Protsack.stephan raised the priority of this task from Medium to High.Nov 2 2022, 7:06 PM
AnnaMikla changed the task status from Open to In Progress.Nov 3 2022, 2:41 PM

Summary:

  • Which datasets be can uses to test out lead extraction?
    • give the ability to parse selected articles across projects (custom provided datatset)
    • give the ability to parse entire category (ability set depth limit, for example max 100 articles)

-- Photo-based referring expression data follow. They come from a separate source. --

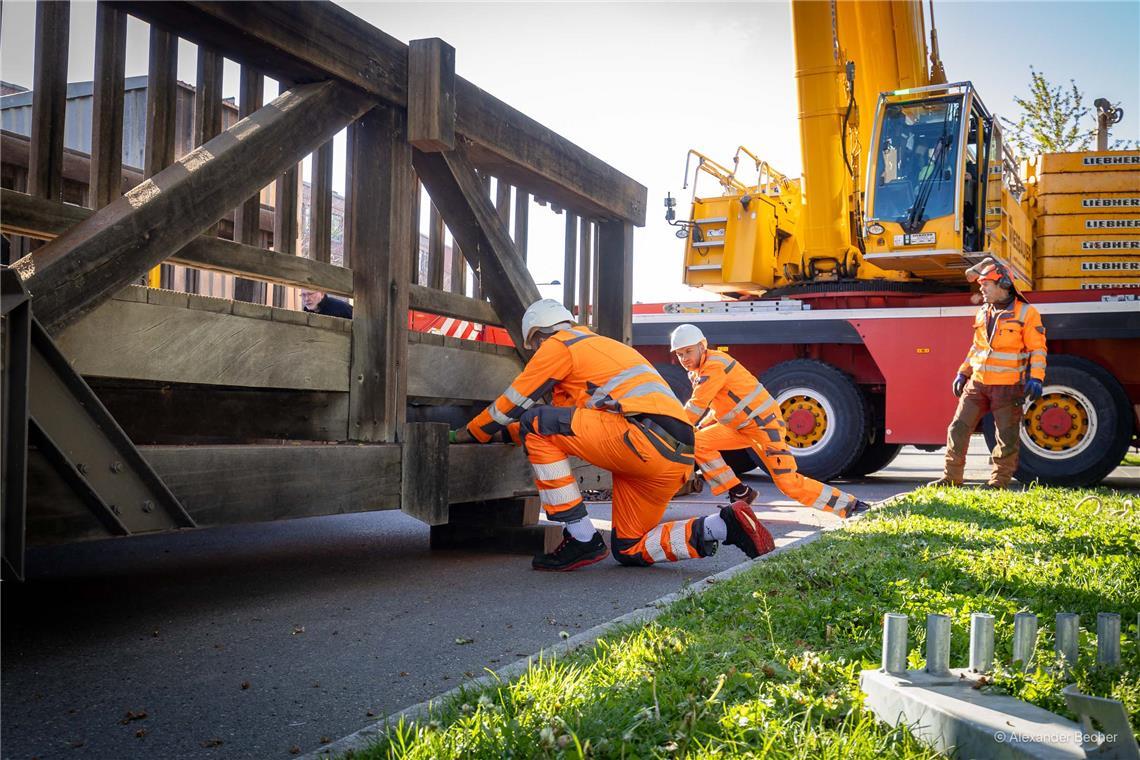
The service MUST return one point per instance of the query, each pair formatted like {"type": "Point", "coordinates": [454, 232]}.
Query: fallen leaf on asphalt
{"type": "Point", "coordinates": [132, 716]}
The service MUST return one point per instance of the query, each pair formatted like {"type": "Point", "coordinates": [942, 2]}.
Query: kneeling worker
{"type": "Point", "coordinates": [743, 415]}
{"type": "Point", "coordinates": [612, 409]}
{"type": "Point", "coordinates": [1009, 343]}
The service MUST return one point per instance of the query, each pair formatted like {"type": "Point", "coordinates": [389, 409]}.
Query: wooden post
{"type": "Point", "coordinates": [49, 100]}
{"type": "Point", "coordinates": [247, 217]}
{"type": "Point", "coordinates": [431, 95]}
{"type": "Point", "coordinates": [615, 279]}
{"type": "Point", "coordinates": [382, 198]}
{"type": "Point", "coordinates": [106, 173]}
{"type": "Point", "coordinates": [436, 250]}
{"type": "Point", "coordinates": [161, 100]}
{"type": "Point", "coordinates": [585, 277]}
{"type": "Point", "coordinates": [96, 258]}
{"type": "Point", "coordinates": [570, 262]}
{"type": "Point", "coordinates": [320, 205]}
{"type": "Point", "coordinates": [521, 220]}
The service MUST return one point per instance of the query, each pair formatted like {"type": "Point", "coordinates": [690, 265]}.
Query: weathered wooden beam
{"type": "Point", "coordinates": [431, 95]}
{"type": "Point", "coordinates": [22, 214]}
{"type": "Point", "coordinates": [317, 40]}
{"type": "Point", "coordinates": [106, 165]}
{"type": "Point", "coordinates": [320, 205]}
{"type": "Point", "coordinates": [49, 100]}
{"type": "Point", "coordinates": [380, 217]}
{"type": "Point", "coordinates": [161, 101]}
{"type": "Point", "coordinates": [436, 248]}
{"type": "Point", "coordinates": [615, 280]}
{"type": "Point", "coordinates": [570, 262]}
{"type": "Point", "coordinates": [98, 256]}
{"type": "Point", "coordinates": [585, 276]}
{"type": "Point", "coordinates": [475, 225]}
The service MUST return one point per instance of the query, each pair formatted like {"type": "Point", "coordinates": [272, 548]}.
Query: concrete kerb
{"type": "Point", "coordinates": [369, 734]}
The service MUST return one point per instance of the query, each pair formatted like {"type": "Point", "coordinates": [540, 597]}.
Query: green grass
{"type": "Point", "coordinates": [766, 663]}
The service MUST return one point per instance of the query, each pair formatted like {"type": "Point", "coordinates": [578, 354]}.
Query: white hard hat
{"type": "Point", "coordinates": [540, 315]}
{"type": "Point", "coordinates": [684, 336]}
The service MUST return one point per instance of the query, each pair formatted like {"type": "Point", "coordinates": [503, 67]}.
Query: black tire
{"type": "Point", "coordinates": [848, 431]}
{"type": "Point", "coordinates": [1102, 454]}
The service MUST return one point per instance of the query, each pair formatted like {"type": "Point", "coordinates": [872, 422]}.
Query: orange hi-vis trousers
{"type": "Point", "coordinates": [768, 442]}
{"type": "Point", "coordinates": [645, 476]}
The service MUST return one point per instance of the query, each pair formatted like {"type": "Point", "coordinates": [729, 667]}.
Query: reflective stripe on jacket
{"type": "Point", "coordinates": [581, 369]}
{"type": "Point", "coordinates": [1008, 345]}
{"type": "Point", "coordinates": [737, 398]}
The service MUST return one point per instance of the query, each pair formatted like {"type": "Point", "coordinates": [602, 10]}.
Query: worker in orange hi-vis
{"type": "Point", "coordinates": [612, 409]}
{"type": "Point", "coordinates": [1004, 366]}
{"type": "Point", "coordinates": [735, 411]}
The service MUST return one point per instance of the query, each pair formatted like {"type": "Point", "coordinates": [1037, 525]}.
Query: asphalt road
{"type": "Point", "coordinates": [257, 640]}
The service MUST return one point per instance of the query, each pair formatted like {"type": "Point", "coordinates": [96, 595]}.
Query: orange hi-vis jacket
{"type": "Point", "coordinates": [586, 370]}
{"type": "Point", "coordinates": [737, 398]}
{"type": "Point", "coordinates": [1007, 342]}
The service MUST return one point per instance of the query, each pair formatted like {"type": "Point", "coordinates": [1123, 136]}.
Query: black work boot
{"type": "Point", "coordinates": [746, 531]}
{"type": "Point", "coordinates": [571, 554]}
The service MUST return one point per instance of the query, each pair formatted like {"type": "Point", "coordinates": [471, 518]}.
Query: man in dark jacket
{"type": "Point", "coordinates": [320, 303]}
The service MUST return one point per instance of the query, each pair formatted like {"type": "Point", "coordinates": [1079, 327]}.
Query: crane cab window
{"type": "Point", "coordinates": [917, 161]}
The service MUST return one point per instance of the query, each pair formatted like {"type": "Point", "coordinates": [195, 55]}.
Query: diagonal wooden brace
{"type": "Point", "coordinates": [458, 194]}
{"type": "Point", "coordinates": [98, 256]}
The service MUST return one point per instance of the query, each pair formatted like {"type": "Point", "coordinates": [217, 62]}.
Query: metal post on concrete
{"type": "Point", "coordinates": [894, 643]}
{"type": "Point", "coordinates": [937, 644]}
{"type": "Point", "coordinates": [1068, 628]}
{"type": "Point", "coordinates": [1025, 637]}
{"type": "Point", "coordinates": [982, 642]}
{"type": "Point", "coordinates": [1108, 638]}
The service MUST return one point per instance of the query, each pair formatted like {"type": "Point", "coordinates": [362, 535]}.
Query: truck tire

    • give the ability to parse entire project if needed (ability set depth limit, for example max 100 articles)
  • Testing against existing endpoints?
    • testing against summary looks like a good idea, in the beginning just figure out the way to put both of results back to back for human review
  • Modelling: packaging: separate endpoint or fit it current APIs, repeat this exercise for all APIs?
    • I think it should be a separate API endpoint and a separate workflow, something like /v2/*-article where we replace * with something, main reason here is that this will expand our payload a lot and conceptually different enough
  • Modelling: schema: is schema.org enough or do we need to expand?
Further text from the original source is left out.